The Winner Takes It All: Chess Returns to Broadway
Briefly

The Winner Takes It All: Chess Returns to Broadway
"Grab your sleeping bags and bug spray, people. It's time for camp. Chess is back on Broadway after 37 years, as big and weird as ever, with as much late-'80s bombast as a Claude Montana runway show, as much cheese as a charcuterie board. Let's get the Five Ws out of the way so we can get to all that delicious dairy:"
"Who? Musical theater prom court Lea Michele, Aaron Tveit, and Nicholas Chistopher as the cult hit's absurdly brainy love triangle; Michael Mayer holding the bullhorn; and, of all people, Danny Strong behind the new book that's attempting to give some kind of psychological/historical coherency to the stadium-size music by ABBA's Benny Andersson and Björn Ulvaeus and the barrage of histrionic lyrics by Tim Rice."
"The show starts off in 1979, as we are immediately informed by its super-caffeinated narrator, the Arbiter (Bryce Pinkham, having such a damn good time it feels like all his serious faces are on the edge of cracking into giggles).

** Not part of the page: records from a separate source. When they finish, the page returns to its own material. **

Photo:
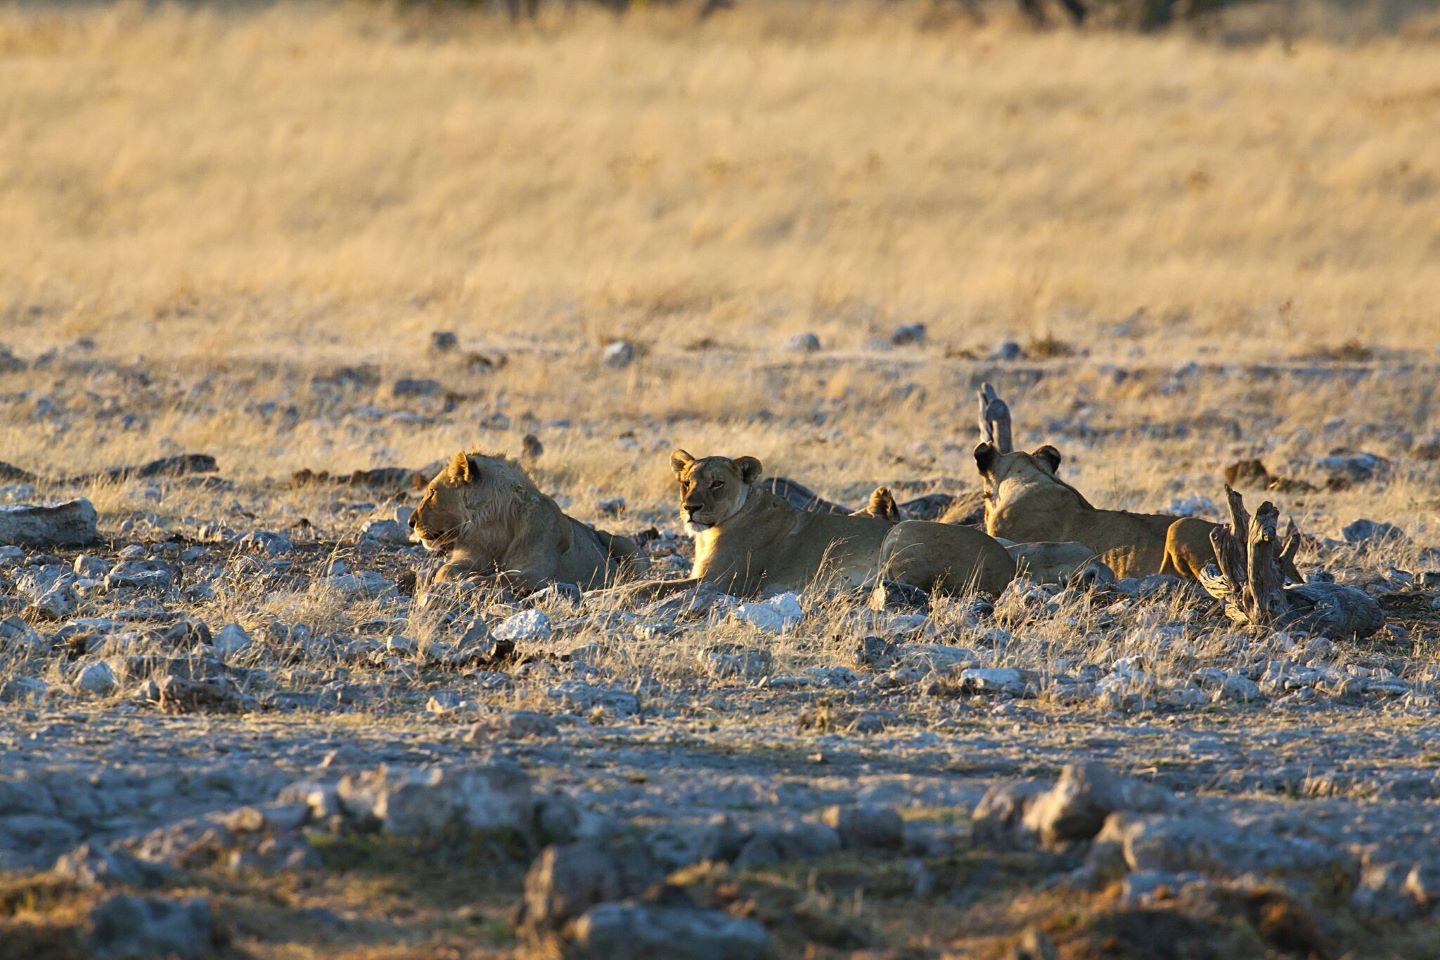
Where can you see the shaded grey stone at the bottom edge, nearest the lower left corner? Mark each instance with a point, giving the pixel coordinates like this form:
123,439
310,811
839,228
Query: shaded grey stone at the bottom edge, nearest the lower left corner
132,928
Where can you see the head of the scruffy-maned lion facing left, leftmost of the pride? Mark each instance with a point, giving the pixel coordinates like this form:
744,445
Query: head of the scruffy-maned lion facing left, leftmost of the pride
473,494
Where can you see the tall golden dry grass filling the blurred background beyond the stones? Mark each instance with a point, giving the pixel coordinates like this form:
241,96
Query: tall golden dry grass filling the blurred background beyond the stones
326,182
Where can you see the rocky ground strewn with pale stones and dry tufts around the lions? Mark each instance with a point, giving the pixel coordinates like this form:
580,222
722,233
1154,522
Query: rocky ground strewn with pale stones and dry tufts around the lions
241,722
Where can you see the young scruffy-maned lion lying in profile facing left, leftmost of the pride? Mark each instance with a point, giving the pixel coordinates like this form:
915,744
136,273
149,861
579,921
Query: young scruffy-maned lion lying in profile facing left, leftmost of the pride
487,517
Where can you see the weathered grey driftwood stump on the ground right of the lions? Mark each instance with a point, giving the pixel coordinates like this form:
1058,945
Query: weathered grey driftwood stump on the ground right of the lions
1246,578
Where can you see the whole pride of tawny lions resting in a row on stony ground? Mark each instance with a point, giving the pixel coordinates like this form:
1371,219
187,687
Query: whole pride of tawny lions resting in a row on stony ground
489,519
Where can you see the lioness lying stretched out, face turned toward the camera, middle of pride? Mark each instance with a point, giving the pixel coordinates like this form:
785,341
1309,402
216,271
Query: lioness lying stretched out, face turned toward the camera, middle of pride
754,543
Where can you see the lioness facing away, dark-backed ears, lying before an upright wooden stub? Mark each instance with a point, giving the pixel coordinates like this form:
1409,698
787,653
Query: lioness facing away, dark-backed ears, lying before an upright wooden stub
1027,502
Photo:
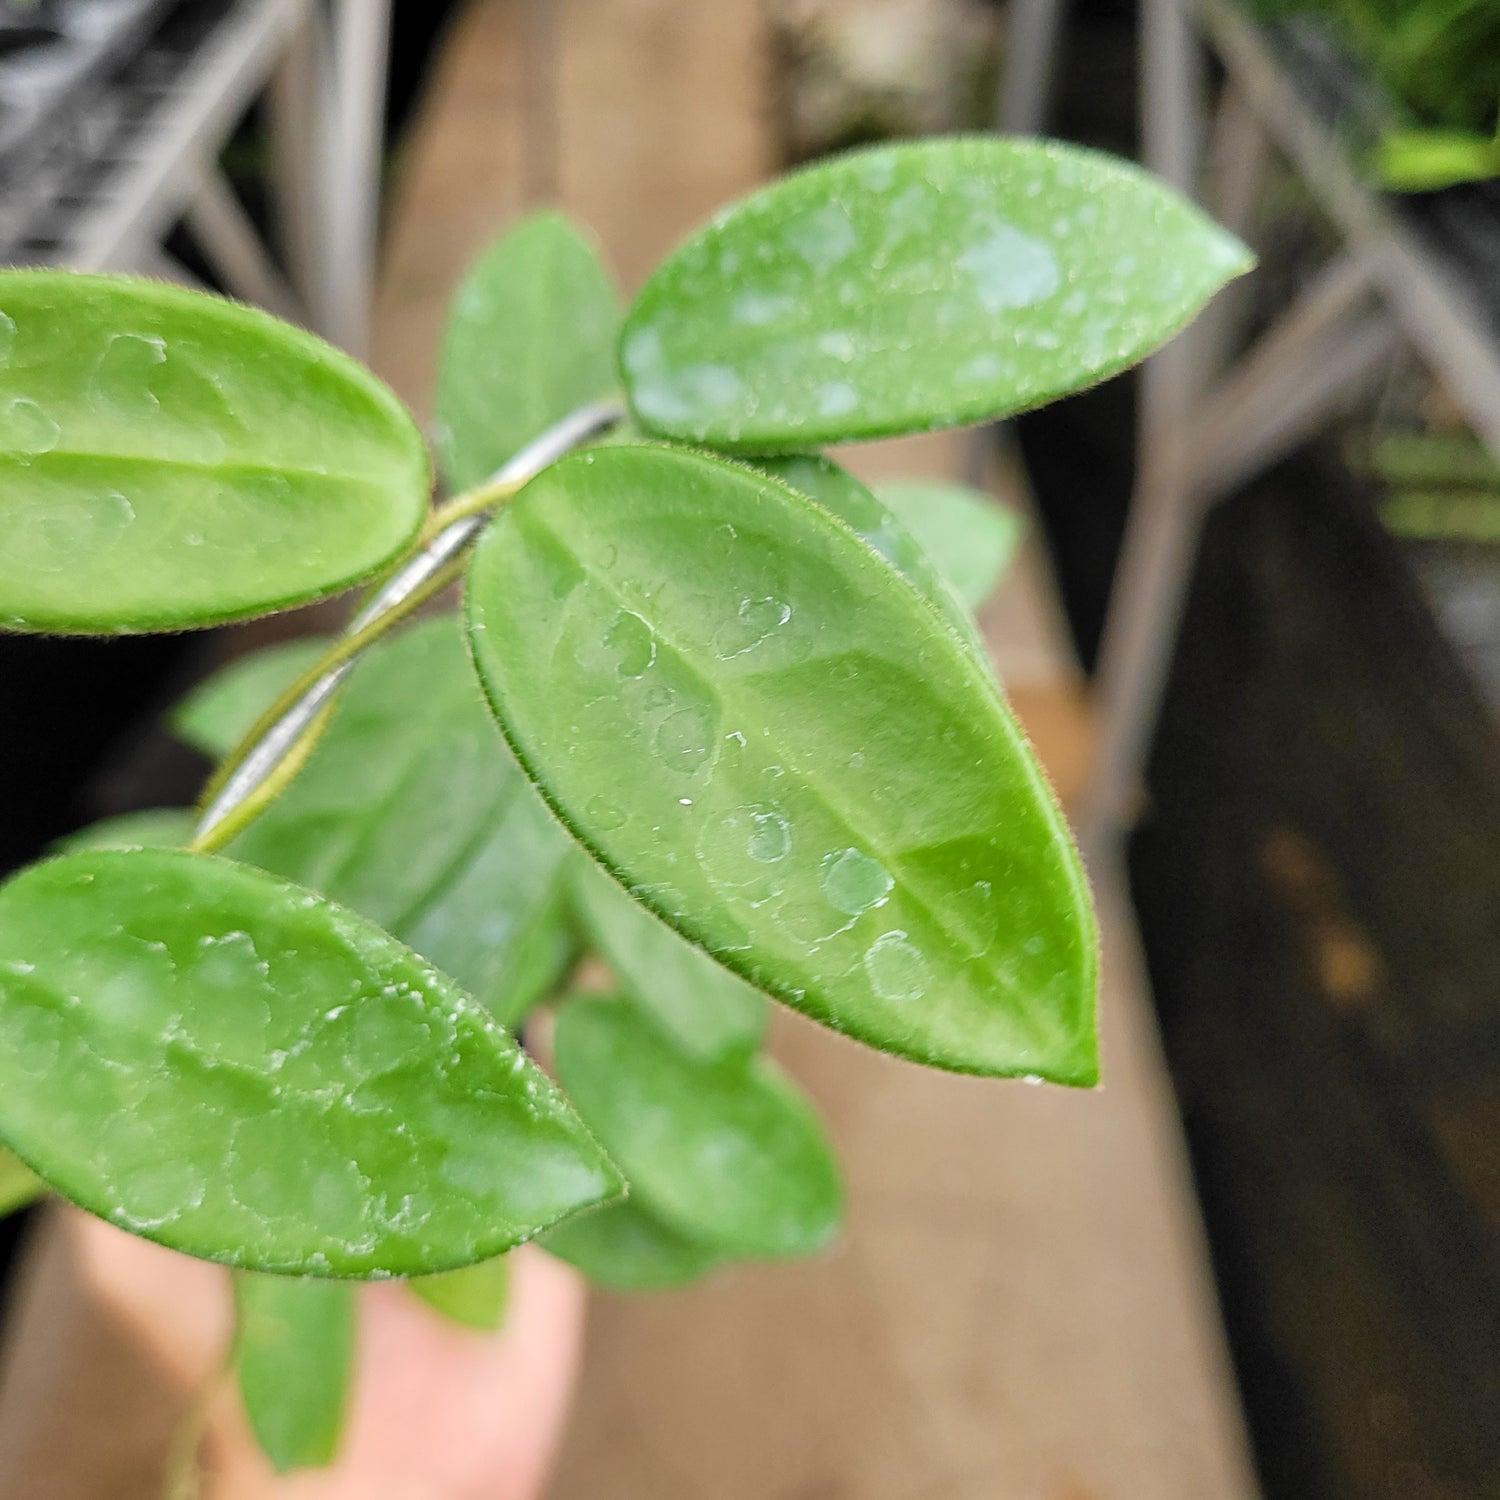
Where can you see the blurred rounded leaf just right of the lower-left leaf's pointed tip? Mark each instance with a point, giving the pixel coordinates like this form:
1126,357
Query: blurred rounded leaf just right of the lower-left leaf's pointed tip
728,1154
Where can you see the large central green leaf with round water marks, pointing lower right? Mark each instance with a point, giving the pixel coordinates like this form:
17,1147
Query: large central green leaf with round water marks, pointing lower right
776,745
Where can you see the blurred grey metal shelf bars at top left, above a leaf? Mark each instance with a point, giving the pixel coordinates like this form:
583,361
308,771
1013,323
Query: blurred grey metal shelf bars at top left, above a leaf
322,65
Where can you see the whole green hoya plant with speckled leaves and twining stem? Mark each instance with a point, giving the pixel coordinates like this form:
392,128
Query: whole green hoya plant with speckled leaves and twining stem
712,712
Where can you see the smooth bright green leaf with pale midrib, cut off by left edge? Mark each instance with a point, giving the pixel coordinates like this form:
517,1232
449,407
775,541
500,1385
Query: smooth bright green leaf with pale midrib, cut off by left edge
170,460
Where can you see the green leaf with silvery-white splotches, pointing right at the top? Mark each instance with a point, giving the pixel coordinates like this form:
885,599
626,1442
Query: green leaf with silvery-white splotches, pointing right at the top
911,287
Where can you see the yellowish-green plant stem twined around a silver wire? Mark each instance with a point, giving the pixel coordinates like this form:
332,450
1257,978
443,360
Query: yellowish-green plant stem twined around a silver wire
271,755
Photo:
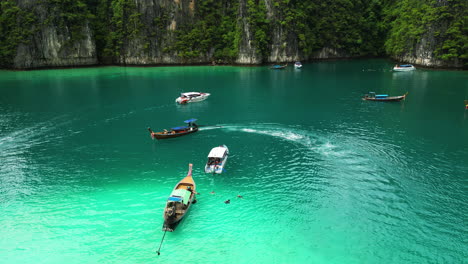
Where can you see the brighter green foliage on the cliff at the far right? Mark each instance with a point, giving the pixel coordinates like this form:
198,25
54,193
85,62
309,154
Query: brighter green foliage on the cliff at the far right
446,21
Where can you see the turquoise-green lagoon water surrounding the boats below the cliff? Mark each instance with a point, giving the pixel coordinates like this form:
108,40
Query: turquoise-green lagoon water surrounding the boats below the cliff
325,176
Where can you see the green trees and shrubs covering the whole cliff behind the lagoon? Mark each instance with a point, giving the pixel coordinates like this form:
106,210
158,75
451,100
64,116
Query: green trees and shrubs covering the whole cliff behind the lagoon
212,29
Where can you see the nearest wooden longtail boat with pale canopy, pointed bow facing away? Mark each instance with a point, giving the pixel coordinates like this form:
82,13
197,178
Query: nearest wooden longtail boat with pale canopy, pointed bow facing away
179,202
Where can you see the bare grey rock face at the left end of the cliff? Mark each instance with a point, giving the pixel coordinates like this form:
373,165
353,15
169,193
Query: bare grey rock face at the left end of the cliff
51,45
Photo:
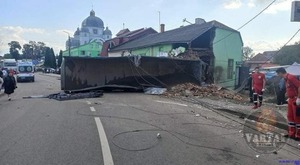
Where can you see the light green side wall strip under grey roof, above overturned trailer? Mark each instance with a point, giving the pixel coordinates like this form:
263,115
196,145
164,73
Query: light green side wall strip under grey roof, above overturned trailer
152,51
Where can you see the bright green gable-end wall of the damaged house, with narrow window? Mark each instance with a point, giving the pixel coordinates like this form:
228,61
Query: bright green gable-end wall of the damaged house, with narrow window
224,49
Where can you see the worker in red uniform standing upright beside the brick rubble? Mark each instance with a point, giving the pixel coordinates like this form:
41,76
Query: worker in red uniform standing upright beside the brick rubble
258,87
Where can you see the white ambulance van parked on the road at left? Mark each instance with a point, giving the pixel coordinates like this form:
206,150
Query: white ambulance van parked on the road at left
25,71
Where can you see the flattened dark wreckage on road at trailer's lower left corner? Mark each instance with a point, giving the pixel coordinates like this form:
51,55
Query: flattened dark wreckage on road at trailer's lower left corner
68,96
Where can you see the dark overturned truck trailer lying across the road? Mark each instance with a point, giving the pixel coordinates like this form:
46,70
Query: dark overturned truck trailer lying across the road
133,72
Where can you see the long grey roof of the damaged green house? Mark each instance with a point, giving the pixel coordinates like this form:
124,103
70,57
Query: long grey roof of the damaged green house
184,34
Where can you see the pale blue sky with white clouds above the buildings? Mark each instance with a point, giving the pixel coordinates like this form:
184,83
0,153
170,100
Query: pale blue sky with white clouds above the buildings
46,20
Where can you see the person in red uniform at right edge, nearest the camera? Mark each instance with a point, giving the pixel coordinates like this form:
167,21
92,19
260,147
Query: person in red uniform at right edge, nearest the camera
293,93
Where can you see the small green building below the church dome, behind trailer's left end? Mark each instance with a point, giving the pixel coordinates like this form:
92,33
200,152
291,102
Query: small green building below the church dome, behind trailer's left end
92,49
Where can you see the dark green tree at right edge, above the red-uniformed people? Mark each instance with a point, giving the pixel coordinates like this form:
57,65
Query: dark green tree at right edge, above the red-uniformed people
288,55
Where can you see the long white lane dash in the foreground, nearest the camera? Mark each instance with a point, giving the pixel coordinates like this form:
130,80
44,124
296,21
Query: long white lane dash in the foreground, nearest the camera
107,157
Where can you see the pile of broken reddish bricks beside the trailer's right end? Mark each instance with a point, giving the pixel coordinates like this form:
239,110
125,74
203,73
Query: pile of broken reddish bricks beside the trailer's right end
189,89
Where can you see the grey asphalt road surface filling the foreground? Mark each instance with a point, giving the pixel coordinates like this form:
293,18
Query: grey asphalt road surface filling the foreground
43,131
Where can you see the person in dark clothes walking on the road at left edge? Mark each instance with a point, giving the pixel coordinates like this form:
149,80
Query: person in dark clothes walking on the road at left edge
9,84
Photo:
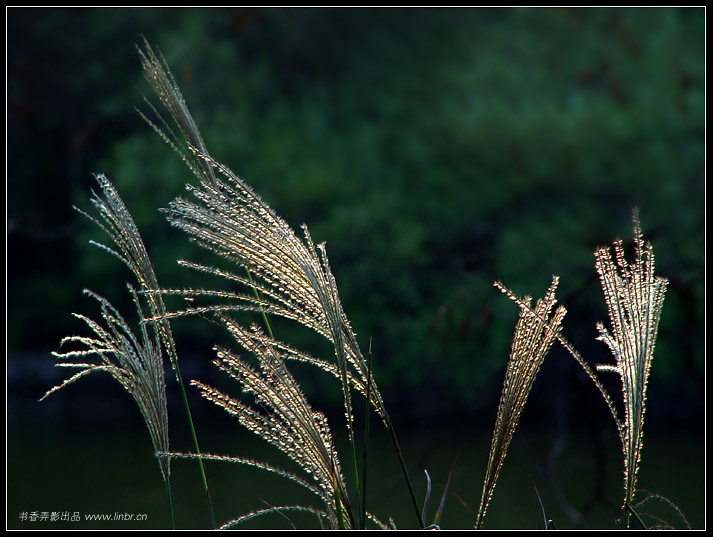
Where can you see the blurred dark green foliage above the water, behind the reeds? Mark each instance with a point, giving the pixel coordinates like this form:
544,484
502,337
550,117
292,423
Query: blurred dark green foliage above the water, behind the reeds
434,150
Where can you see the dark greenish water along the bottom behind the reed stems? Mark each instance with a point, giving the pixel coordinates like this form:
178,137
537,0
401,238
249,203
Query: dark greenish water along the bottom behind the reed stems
65,471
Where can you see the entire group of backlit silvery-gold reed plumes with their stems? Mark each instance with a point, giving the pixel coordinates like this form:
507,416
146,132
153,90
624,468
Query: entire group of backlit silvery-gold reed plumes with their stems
289,276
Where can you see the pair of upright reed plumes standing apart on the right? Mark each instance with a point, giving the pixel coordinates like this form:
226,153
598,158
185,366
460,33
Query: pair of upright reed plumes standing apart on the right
634,298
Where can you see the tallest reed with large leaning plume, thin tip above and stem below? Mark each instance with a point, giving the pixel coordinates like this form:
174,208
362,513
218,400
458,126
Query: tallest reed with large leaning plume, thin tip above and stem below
284,275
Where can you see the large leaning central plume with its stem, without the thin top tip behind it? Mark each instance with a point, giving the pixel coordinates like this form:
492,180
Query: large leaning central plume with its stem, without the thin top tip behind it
294,281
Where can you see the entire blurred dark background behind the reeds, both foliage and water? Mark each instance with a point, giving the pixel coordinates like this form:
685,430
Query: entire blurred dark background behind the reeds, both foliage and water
435,151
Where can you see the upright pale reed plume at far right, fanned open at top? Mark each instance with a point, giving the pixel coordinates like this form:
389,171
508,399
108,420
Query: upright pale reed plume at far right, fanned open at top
634,298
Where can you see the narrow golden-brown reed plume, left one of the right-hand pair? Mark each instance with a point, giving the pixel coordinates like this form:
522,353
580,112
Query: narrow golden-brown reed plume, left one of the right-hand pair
535,332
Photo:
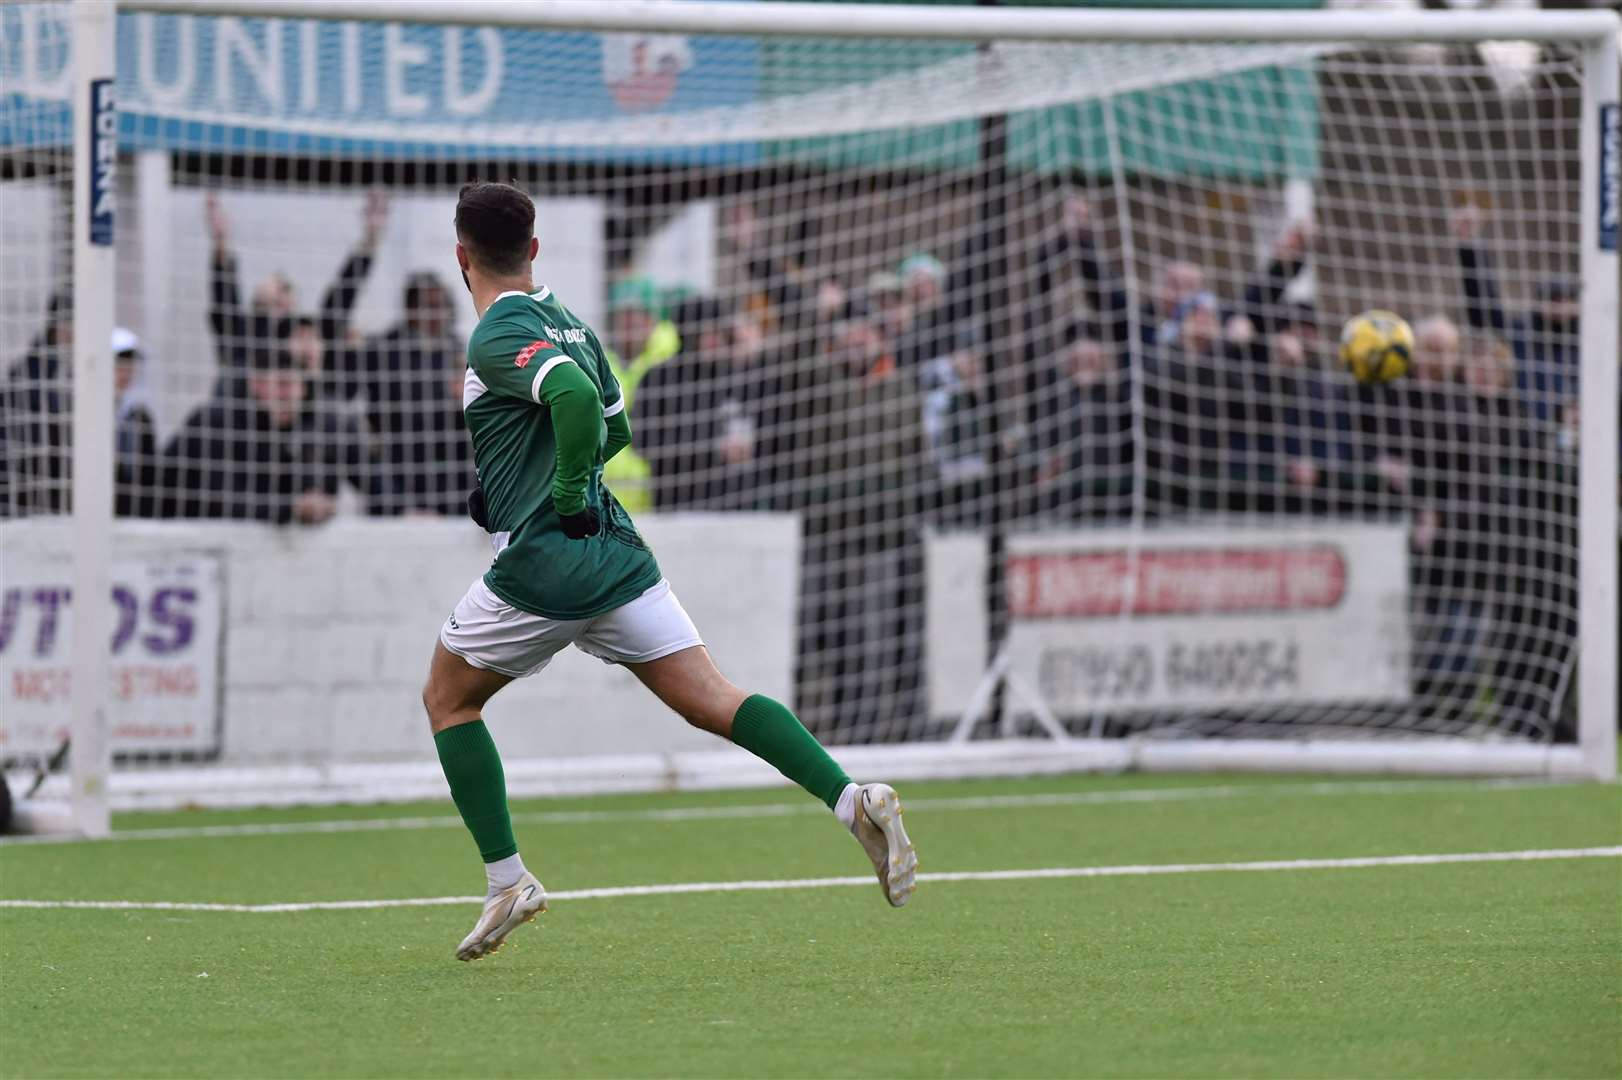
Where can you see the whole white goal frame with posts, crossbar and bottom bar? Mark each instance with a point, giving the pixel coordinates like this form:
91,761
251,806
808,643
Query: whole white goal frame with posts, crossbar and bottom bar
1594,756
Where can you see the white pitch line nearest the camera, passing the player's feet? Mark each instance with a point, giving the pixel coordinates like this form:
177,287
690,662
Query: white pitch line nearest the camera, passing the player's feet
841,883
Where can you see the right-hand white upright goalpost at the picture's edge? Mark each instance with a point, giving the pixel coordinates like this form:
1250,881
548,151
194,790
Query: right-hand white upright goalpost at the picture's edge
1597,547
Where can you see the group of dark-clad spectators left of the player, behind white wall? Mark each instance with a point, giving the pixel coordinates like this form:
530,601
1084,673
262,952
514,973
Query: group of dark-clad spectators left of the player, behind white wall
303,406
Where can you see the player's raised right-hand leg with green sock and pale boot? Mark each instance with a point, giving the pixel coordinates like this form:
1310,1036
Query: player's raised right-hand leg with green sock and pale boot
692,685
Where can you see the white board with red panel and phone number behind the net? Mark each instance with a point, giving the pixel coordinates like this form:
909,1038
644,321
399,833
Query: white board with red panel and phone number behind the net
1190,619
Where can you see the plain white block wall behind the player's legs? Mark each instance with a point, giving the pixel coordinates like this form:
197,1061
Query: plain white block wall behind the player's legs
328,635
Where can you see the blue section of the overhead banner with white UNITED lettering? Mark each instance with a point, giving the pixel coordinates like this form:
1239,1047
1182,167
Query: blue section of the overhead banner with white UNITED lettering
242,85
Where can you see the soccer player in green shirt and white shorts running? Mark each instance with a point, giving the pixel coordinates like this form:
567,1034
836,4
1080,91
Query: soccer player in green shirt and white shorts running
544,414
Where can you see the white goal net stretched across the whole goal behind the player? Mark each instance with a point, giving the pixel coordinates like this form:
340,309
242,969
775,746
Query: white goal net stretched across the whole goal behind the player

Despite this Arbiter's proclivity for lobbing soft 2025 political jokes into the audience, the story is still very much a "Cold War musical.""
The Broadway revival of Chess returns after 37 years as a deliberately campy, late-'80s–toned spectacle. The production stars Lea Michele, Aaron Tveit, and Nicholas Christopher as a brainy love triangle, with Michael Mayer directing and Bryce Pinkham narrating as the exuberant Arbiter. Danny Strong supplies a new book that seeks psychological and historical coherence for the large-scale music by Benny Andersson and Björn Ulvaeus and Tim Rice's histrionic lyrics. The staging features presentational design by David Rockwell and settings that include Merano and Bangkok. The piece foregrounds Cold War themes while leaning into theatrical excess and nostalgia.